同じように非効率な仕事のやり方を強要されたり、上司の機嫌で罵倒されたりすれば、その理不尽さに人は強いストレスを受けます。

仕事の裁量と健康との関連性は、1970年代にイギリスの疫学者マイケルマーモット氏のチームが「イギリス公務員は、地位が上がるほど脳血管障害や冠動脈性疾患の発症率が下がる」ことに気が付きました。その後「ホワイトホール研究(※1)」として大規模な調査に発展しましたが、その報告の中でも「仕事の裁量と健康」は相関があることが示されています。

※1 ホワイトホール研究:ロンドン官庁街の通りの名称「ホワイトホール」にちなみ名付けられた。イギリスの官僚組織を対象に職階による心臓疾患などの発症率の違いを調査した研究。"Contriburion of job Control and Other Risk Factors to Social Variations in Coronary Heart Disease Incident"

それも当たり前で、自分の仕事を自分で少しも決められないという状況がどんなにストレスフルかは簡単に想像できるでしょう。

そのような職場では、何をするのに行動前に上司に伺いを立てなければ仕事ができない、非効率で息苦しい環境となり、上司によるパワハラも横行しがちです。
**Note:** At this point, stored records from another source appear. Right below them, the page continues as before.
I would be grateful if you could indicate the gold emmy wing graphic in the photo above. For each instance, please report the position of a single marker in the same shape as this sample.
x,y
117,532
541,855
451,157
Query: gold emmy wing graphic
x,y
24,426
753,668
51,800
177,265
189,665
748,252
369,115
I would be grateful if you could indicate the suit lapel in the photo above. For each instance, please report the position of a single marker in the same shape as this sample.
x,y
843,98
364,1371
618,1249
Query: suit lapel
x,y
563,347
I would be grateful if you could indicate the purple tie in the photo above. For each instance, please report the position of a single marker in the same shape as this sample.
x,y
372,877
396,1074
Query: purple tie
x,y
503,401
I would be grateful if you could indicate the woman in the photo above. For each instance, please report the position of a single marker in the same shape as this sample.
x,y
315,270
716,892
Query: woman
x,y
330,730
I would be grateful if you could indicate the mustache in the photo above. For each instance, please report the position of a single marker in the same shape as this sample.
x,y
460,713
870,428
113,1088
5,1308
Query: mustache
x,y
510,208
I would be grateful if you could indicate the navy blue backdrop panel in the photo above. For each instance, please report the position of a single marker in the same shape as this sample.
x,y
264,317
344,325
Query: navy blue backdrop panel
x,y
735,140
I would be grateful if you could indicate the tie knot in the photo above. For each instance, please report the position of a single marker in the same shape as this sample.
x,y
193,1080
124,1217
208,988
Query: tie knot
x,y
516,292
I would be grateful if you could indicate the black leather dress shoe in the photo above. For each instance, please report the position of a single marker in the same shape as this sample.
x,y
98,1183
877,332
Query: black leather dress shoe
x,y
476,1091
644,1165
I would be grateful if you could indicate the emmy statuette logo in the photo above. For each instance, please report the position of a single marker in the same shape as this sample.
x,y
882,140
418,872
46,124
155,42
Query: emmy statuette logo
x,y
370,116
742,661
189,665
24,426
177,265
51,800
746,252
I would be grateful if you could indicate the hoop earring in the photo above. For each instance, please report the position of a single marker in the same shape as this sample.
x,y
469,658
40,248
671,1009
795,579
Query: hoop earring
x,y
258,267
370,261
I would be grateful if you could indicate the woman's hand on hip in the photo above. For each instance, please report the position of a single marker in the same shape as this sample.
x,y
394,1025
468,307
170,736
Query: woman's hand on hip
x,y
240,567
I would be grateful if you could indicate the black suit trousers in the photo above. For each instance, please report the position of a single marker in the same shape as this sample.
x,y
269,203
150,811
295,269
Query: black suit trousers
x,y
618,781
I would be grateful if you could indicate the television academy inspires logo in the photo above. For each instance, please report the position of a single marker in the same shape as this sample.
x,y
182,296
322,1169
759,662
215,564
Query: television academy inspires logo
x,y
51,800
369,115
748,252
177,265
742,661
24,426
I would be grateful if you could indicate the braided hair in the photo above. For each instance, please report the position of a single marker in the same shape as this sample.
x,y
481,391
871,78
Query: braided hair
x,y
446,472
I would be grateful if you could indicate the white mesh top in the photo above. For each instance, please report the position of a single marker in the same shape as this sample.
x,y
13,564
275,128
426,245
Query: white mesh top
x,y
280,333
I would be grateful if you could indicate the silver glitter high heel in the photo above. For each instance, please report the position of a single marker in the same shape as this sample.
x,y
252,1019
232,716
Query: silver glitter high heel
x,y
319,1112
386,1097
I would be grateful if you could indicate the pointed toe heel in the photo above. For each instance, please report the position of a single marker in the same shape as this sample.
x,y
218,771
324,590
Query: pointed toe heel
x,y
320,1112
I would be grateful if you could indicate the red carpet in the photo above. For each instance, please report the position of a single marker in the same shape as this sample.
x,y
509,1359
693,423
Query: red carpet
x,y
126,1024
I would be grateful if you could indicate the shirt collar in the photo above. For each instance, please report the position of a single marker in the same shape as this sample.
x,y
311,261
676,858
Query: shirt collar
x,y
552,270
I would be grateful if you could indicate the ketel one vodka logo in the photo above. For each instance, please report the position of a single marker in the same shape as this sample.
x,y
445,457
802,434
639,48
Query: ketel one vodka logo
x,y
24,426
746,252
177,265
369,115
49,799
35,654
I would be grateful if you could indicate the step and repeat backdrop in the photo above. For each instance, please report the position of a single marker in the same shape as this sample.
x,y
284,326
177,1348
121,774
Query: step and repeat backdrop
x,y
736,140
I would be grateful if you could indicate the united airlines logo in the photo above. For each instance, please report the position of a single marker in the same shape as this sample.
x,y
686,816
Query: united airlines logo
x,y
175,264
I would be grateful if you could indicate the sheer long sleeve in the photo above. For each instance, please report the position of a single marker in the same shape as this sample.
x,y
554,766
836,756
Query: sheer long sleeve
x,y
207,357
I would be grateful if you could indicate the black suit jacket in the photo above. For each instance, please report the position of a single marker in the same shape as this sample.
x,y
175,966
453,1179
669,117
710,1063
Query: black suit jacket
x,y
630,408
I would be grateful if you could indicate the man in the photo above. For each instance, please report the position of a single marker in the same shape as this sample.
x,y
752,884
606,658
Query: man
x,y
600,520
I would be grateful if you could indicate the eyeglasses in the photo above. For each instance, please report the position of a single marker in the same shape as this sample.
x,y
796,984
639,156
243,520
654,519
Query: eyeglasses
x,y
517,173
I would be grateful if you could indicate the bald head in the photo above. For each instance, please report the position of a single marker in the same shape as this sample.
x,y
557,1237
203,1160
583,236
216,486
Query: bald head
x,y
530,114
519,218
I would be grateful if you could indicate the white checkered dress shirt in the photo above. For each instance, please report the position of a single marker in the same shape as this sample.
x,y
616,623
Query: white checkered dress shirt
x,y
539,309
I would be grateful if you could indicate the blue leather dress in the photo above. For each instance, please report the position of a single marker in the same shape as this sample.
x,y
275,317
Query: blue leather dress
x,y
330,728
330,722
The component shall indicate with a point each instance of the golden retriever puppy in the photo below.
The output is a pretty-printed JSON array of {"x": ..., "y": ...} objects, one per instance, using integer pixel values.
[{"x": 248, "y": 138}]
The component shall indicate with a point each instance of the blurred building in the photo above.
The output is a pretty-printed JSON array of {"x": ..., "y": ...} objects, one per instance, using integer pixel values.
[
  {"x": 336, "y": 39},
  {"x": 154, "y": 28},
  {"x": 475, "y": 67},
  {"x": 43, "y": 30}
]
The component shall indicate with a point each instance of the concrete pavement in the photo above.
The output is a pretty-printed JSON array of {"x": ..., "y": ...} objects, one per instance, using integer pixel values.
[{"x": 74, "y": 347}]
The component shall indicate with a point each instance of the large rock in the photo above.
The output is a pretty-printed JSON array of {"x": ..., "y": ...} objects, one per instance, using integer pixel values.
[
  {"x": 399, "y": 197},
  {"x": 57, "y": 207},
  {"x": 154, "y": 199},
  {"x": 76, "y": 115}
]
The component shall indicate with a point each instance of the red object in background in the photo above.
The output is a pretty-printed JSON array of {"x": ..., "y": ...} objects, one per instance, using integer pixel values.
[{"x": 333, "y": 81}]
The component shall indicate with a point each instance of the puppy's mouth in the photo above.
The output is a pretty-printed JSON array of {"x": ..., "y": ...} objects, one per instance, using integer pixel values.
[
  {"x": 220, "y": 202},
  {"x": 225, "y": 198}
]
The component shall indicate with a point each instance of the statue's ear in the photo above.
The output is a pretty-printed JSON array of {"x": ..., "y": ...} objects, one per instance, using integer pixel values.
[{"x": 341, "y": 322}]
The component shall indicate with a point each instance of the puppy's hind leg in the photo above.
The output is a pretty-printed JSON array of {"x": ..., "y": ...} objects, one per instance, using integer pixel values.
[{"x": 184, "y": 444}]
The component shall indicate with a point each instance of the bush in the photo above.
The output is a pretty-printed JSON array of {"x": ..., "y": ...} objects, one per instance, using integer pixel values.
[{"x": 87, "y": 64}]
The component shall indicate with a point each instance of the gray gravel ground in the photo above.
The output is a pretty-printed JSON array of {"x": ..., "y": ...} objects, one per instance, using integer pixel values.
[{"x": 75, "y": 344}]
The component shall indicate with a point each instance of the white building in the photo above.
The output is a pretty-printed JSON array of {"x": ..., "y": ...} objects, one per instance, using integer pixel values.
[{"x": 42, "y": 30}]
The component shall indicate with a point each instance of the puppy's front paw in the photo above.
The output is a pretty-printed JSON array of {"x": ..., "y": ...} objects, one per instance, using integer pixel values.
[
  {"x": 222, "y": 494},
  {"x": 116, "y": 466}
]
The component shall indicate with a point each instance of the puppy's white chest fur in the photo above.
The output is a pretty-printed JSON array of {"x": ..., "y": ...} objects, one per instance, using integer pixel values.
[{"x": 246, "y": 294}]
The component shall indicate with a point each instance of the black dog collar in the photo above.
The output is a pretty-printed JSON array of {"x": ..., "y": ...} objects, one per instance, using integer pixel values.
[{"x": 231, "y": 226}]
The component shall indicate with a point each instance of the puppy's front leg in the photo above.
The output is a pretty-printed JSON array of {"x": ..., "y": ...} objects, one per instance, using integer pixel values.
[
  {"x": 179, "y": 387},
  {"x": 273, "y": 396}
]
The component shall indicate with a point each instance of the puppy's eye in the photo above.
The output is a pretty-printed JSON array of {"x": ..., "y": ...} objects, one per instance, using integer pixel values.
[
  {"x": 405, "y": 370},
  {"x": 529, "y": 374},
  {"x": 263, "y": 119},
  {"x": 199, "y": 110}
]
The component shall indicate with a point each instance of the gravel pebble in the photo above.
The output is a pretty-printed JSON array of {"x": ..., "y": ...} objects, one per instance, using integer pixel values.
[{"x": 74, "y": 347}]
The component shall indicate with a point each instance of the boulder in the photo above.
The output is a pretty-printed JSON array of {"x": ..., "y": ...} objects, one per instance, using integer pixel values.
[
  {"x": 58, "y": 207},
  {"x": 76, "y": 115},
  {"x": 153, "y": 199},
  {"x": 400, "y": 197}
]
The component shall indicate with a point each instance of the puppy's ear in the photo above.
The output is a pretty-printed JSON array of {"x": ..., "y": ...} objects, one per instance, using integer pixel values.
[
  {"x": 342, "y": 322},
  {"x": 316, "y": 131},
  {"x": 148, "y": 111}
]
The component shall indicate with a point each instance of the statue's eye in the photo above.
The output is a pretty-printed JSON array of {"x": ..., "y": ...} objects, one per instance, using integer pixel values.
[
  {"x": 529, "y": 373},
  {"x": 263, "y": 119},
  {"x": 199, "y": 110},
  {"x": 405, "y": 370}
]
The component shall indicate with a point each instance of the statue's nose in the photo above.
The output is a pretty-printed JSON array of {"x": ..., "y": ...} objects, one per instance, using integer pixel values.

上司の仕事がマネジメント(管理)ではなく、監視になっているからです。

仕事の監視のイラスト

ブラックもホワイト企業も両方経験した管理人的補足

《ブラック職場における裁量のない例》
・客先に向かう前、着いた時、商談終了、帰社した時など、逐一報告を求められる
・強いトップダウン。管理職が社長や役員に怯えている
・仕事の目標に対して上司との面談やすり合わせがない

2) 長時間労働、不規則な勤務時間

常態化した長時間労働や、不規則な勤務時間は様々な悪因を生じさせます。仕事と家庭の両立困難はもちろん、睡眠不足の状態が長く続けば、直接健康に悪影響があることは間違いありません。突然死(心筋発作など)や、うつ病・自殺の原因になるのもこの長時間労働です。

長時間労働は集中力を低下させ、仕事の効率も大きく下げます。なぜそうまでして会社は働く人に長時間労働をさせるのでしょうか? 原因は「業種」と「24時間営業」が上げられます。

  • 業種によるもの
    投資銀行、広告業、マスコミ、法律関係の職業、ハイテク企業、非営利法人の一部には途方もない長時間労働を強いられるものがあります。そもそもの業務量が多いことや、マスコミのように時間が不規則であることが当たり前であったり、苛烈な出世競争など。突然死や自殺のニュースを度々に目にするのも比較的特定の業種が多いと言えます。
  • 24時間営業によるもの
    コンビニや自動車保険のコールセンター、外食業、24時間操業の工場など、深夜や休日であっても仕事をしている人はたくさんいます。それらの人々はシフト制で働いていますが、管理する者は限られた少人数です。もちろん何かがあれば、管理者は昼夜・休日問わず呼び出されることになります。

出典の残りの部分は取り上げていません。